Quello che c’era prima non esisteva più. Il conto da pagare è arrivato quando hanno fatto luce sulla
malattia. Il primo anno è servito solo a capire se fossi sopravvissuta. Un anno di stand by, non volendo
realizzare l’accaduto. Solo dopo ho iniziato a metabolizzare.

La nuova vita, convivere con la malattia e trovare dei percorsi di successo. Chi è Katia Aere oggi?

 

Bella domanda. Se dovessi descrivermi dall’esterno vedrei una persona che è la somma delle sofferenze
vissute, soprattutto di quelle che è riuscita a sfruttare a suo vantaggio. Le cose succedono per caso, ma
mai a caso. Mi ritengo fortunata perché ho riconosciuto, accettato la malattia e fatto in modo che
diventasse la mia forza e non il mio limite. Sia chiaro, la malattia non se ne è andata, c’è e la curo,
tradizionalmente e con lo sport. Mettendo insieme tutti i pezzi è inevitabile che ne esca una nuova te, che
è forte.

Il tuo successo è un insieme di molti fattori, una commistione di talenti: agonismo, determinazione,
fortuna, dedizione. Quali sono i talenti che ti contraddistinguono?

 

Non solo agonisticamente ma anche umanamente penso la caparbietà, la resilienza e la resistenza alla
sofferenza.
Dal 1992 al 2002, prima dell’esordio della malattia, ho subito sedici interventi chirurgici per una grave
patologia addominale. La vita quindi non mi ha lasciato alternative se non resistere. Guardando
all’indietro vedo positivamente questo percorso perché mi ha messo alla prova e mi ha fatto capire che
sono forte. Dandomi speranza e facendomi credere che quando vedi tutto nero, gli altri colori devi tirarli
fuori da dentro di te.

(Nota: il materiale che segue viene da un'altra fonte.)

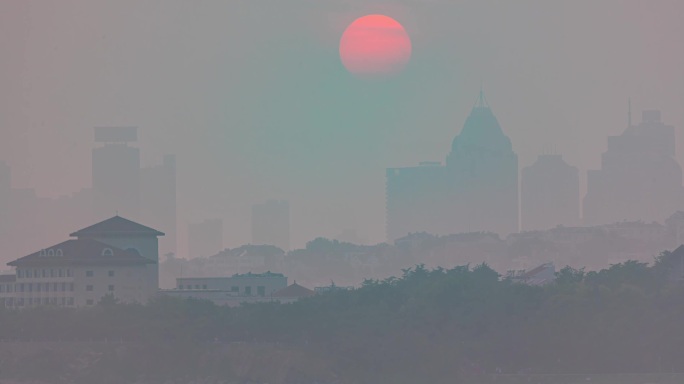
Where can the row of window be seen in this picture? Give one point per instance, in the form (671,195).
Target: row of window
(261,290)
(37,287)
(45,287)
(21,302)
(38,273)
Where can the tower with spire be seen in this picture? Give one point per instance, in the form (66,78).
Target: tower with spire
(477,189)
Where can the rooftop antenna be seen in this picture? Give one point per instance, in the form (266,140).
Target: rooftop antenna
(481,100)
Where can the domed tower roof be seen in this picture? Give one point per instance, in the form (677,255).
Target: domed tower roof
(481,133)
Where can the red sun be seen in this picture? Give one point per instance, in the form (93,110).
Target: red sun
(375,45)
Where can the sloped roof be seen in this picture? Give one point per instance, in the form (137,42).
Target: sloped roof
(80,252)
(117,225)
(294,290)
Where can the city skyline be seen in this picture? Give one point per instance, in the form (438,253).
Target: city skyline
(200,90)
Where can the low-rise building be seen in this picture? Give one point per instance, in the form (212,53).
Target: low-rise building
(116,257)
(239,288)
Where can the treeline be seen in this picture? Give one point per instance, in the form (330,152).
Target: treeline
(427,325)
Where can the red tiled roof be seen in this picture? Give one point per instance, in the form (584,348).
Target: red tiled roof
(117,225)
(294,290)
(80,251)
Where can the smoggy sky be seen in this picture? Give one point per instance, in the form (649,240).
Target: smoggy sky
(253,99)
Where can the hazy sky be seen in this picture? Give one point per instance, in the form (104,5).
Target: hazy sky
(253,99)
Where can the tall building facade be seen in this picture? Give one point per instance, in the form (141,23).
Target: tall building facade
(477,189)
(549,194)
(5,198)
(639,178)
(271,224)
(158,200)
(116,173)
(205,238)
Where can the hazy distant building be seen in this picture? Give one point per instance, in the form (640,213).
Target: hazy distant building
(549,194)
(639,177)
(205,238)
(477,189)
(271,224)
(5,199)
(116,173)
(158,200)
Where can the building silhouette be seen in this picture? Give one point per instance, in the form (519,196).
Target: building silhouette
(549,194)
(639,177)
(476,191)
(271,224)
(158,200)
(205,238)
(116,173)
(5,199)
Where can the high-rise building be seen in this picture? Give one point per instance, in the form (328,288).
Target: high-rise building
(158,200)
(639,178)
(549,194)
(271,224)
(477,189)
(5,196)
(205,238)
(116,173)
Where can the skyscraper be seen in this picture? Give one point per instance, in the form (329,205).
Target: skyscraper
(205,238)
(158,200)
(639,177)
(549,194)
(116,173)
(476,191)
(5,196)
(271,224)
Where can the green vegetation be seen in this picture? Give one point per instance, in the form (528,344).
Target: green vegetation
(455,325)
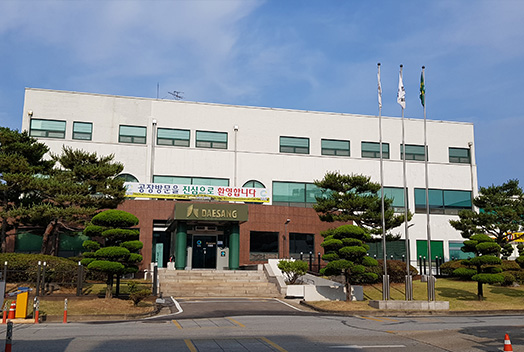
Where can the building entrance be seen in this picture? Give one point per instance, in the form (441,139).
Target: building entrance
(204,252)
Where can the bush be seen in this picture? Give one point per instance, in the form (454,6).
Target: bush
(396,270)
(488,278)
(464,273)
(447,268)
(508,265)
(293,270)
(509,278)
(139,296)
(22,267)
(115,218)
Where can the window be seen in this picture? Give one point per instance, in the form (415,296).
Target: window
(47,128)
(296,145)
(82,130)
(413,152)
(394,250)
(301,242)
(437,249)
(295,193)
(442,201)
(459,155)
(397,194)
(254,184)
(183,180)
(208,139)
(263,245)
(127,177)
(169,136)
(455,251)
(335,147)
(132,134)
(372,150)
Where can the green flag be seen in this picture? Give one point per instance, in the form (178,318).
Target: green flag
(422,89)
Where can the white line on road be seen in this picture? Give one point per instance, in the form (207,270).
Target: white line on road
(374,346)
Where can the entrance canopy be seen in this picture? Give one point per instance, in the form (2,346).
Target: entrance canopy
(211,212)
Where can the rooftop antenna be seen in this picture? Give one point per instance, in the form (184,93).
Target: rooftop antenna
(177,95)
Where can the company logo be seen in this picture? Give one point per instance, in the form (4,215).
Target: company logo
(194,212)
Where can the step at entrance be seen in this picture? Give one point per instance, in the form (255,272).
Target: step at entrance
(215,283)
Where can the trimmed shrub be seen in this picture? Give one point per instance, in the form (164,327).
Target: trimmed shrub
(132,246)
(464,273)
(112,252)
(488,278)
(396,270)
(115,218)
(293,270)
(510,265)
(447,268)
(106,266)
(23,267)
(509,278)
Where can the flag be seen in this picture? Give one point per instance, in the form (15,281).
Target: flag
(422,89)
(401,94)
(379,88)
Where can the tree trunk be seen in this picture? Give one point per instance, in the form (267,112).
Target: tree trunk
(480,291)
(109,287)
(45,238)
(56,242)
(3,235)
(348,288)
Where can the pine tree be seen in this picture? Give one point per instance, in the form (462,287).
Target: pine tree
(345,250)
(114,246)
(22,164)
(81,184)
(355,198)
(501,213)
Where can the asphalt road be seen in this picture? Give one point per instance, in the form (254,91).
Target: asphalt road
(254,325)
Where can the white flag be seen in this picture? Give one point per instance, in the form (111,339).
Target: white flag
(379,90)
(401,94)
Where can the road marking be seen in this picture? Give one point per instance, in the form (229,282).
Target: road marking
(289,305)
(381,319)
(236,322)
(190,345)
(272,344)
(357,347)
(177,324)
(177,305)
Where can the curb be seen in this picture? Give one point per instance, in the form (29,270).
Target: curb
(400,313)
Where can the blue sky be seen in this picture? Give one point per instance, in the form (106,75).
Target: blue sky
(297,54)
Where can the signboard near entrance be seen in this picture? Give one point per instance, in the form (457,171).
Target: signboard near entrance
(172,191)
(207,211)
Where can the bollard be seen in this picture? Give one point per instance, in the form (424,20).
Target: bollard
(65,311)
(8,336)
(37,310)
(4,317)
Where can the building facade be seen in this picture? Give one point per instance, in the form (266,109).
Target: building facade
(241,148)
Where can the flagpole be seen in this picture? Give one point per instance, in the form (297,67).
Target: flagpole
(431,281)
(401,99)
(385,278)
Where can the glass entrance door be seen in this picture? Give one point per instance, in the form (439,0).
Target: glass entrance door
(204,252)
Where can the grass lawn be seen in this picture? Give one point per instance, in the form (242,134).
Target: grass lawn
(462,296)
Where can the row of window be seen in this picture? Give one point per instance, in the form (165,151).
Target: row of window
(304,194)
(218,140)
(300,145)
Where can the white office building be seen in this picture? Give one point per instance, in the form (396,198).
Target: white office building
(279,152)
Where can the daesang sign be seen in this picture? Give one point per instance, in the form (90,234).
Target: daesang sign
(206,211)
(218,193)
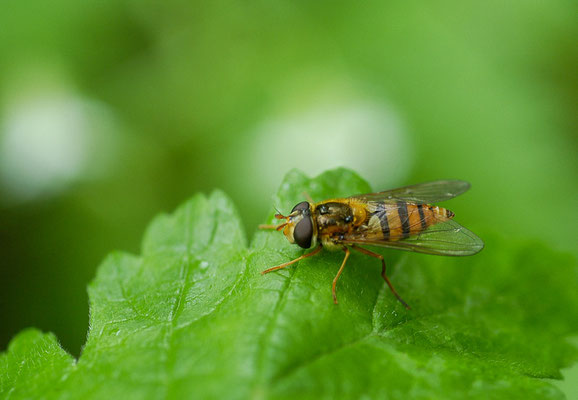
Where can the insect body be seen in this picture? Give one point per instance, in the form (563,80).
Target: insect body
(401,218)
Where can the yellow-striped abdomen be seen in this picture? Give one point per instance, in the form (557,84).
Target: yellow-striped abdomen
(400,220)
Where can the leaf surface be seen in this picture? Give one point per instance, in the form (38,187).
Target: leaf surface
(192,317)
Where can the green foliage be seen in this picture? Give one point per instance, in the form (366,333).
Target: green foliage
(192,317)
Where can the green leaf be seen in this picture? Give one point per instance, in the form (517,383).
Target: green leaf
(193,317)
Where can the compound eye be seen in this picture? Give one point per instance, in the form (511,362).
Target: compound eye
(303,233)
(301,206)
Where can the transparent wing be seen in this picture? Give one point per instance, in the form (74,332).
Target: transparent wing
(429,192)
(446,238)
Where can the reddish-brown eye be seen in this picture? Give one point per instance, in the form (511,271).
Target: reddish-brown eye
(303,233)
(301,206)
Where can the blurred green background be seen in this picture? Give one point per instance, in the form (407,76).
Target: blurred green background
(114,111)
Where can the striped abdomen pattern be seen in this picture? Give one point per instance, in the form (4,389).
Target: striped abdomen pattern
(395,221)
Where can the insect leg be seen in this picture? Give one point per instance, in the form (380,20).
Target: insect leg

Non ho mai permesso a nessuno di dirmi che non ce la farò.
Il tuo percorso sportivo parte dal nuoto, come arrivi al mondo delle tre ruote ruggenti d’handbike?
Io devo iniziare con l’acqua. Diventa, nel decorso della malattia, fondamentale lavorarci per rafforzare la
muscolatura respiratoria. L’indispensabilità del percorso mi fa mettere in secondo piano la fobia per
l’acqua che ho fin da bambina. Qui si parla di vivere o morire e a trentatré anni decisi per la prima, anche
se significava affrontare le mie paure. Andare oltre era imprescindibile.
In primis idroterapia, poi nuoto e agonismo si susseguirono naturalmente facendomi portare a casa oltre
quaranta titoli italiani. L’handbike è arrivata nel 2008 quando vengo convinta a andare a Maniago a
vedere i mondiali di paraciclismo. Nemmeno ho il tempo di orientarmi che vengo spinta in carrozzina
nello stand di Obiettivo3. Mi convincono a salire sull’handbike. Il vento sul viso dopo tanti anni ha
fatto il resto. Non sono più scesa.
Arrivando a questa medaglia di Tokyo 2020. «La» Medaglia.
Faccio fatica ancora a crederci. Settimana dopo settimana sto realizzando il peso di questa medaglia
paralimpica. Mi ha stravolto la vita. Sento di essere rimasta la stessa di prima, quella che è partita per
Tokyo sognando un risultato, quella che voleva dare tutto per non aver nessun rimpianto. Questo podio non lo considero un punto d’arrivo, ma un meraviglioso punto di partenza. Mi fa guardare oltre. Tornata a casa ho sentito il calore della gente. Le paralimpiadi hanno ormai da molti anni una loro identità e a Tokyo hanno riconosciuto ai disabili la dignità di atleta.

Il 2021 sta finendo e ci approcciamo al 2022. Che regalo vorresti per Natale?

Vorrei un regalo semplice: vedere riunita la mia famiglia. Tornata da Tokyo, tra un impegno e l’altro, non
ho ancora festeggiato come si deve e questa è l’occasione perfetta per farlo.
Per i buoni propositi, primo fra tutti, non voglio dimenticare tutto quello che è stato fatto nel 2021. Ciò
che ho costruito deve diventare carburante per cercare nuovi stimoli e traguardi: questo è il mio modo per
vivere al meglio. Avere degli obiettivi che diano un senso alla mia vita.